According to the transition video generation method provided by the embodiment of the application, the execution main body can be a transition video generation device. In the embodiment of the present application, an apparatus for generating transition video executes a method for generating transition video as an example, and an apparatus for generating transition video provided in the embodiment of the present application is described.
An apparatus for transition video generation, as shown in fig. 3, the apparatus comprising:
a target frame acquiring module 301, configured to acquire a first target frame of a first video and a second target frame of a second video; a feature vector extraction module 302, configured to extract a first feature vector of a first target frame and a second feature vector of a second target frame, respectively; a transition image generation module 303, configured to fit a plurality of transition images according to the first feature vector and the second feature vector; and a transition video generating module 304, configured to generate a transition video according to the transition image.
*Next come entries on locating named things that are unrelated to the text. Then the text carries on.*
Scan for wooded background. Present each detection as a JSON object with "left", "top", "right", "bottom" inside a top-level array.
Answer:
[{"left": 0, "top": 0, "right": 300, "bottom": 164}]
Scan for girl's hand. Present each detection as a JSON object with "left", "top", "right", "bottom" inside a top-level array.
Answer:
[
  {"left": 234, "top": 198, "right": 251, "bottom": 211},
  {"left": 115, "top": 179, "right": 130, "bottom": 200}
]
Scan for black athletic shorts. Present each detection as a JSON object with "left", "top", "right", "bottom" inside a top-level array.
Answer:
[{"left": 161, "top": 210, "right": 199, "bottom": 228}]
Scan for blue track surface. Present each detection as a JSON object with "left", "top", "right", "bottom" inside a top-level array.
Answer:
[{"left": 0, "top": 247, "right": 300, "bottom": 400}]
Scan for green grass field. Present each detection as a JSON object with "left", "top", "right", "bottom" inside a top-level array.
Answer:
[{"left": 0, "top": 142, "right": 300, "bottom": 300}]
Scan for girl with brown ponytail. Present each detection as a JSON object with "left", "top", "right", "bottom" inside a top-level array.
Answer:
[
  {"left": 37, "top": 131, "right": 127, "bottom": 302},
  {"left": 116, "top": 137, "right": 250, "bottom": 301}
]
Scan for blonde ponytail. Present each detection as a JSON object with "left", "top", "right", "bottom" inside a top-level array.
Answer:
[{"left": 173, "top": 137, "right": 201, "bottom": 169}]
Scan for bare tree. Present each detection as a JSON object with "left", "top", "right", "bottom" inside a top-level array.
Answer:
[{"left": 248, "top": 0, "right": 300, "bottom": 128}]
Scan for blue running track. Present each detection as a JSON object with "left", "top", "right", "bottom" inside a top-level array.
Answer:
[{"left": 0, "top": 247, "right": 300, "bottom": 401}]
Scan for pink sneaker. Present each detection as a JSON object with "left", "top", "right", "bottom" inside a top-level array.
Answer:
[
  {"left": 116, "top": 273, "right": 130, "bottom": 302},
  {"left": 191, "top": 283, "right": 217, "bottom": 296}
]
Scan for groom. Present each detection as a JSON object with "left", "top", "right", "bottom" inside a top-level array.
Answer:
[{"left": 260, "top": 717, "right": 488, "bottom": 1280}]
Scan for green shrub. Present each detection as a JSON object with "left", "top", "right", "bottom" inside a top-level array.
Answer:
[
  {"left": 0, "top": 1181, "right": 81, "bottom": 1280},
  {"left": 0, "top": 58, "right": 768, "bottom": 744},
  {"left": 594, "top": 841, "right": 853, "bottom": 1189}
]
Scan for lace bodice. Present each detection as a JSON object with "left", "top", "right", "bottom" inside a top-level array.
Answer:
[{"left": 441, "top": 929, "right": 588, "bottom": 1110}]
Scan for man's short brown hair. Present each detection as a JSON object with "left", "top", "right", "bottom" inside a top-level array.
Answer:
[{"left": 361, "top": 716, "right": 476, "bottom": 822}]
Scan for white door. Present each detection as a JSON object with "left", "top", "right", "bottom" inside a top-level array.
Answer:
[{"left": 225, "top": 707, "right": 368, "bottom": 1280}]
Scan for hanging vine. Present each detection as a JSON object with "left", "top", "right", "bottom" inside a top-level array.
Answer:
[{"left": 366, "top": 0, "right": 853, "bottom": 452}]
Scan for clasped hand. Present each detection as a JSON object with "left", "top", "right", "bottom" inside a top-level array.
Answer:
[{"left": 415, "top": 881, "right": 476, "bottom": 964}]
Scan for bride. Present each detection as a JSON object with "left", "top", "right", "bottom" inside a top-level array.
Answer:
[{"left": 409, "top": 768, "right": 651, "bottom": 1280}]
Optionally, the instruction receiving module is configured to receive a video switching instruction; and the target frame acquisition module is also used for responding to a video switching instruction, determining a current frame of the first video being played and taking the current frame as a first target frame, determining a head frame of the second video to be jumped and taking the head frame as a second target frame.
Optionally, the feature vector extraction module 302 is further configured to map the first target frame and the second target frame to an embedded layer with a preset dimension through a preset feature extraction network, so as to obtain a first feature vector corresponding to the first target frame and a second feature vector corresponding to the second target frame.
Optionally, the transition image generating module 303 is further configured to fit a plurality of target feature vectors that transition from the first feature vector to the second feature vector based on a preset fitting step; and generating a transition image corresponding to the target characteristic vector based on a preset generator for generating the countermeasure network.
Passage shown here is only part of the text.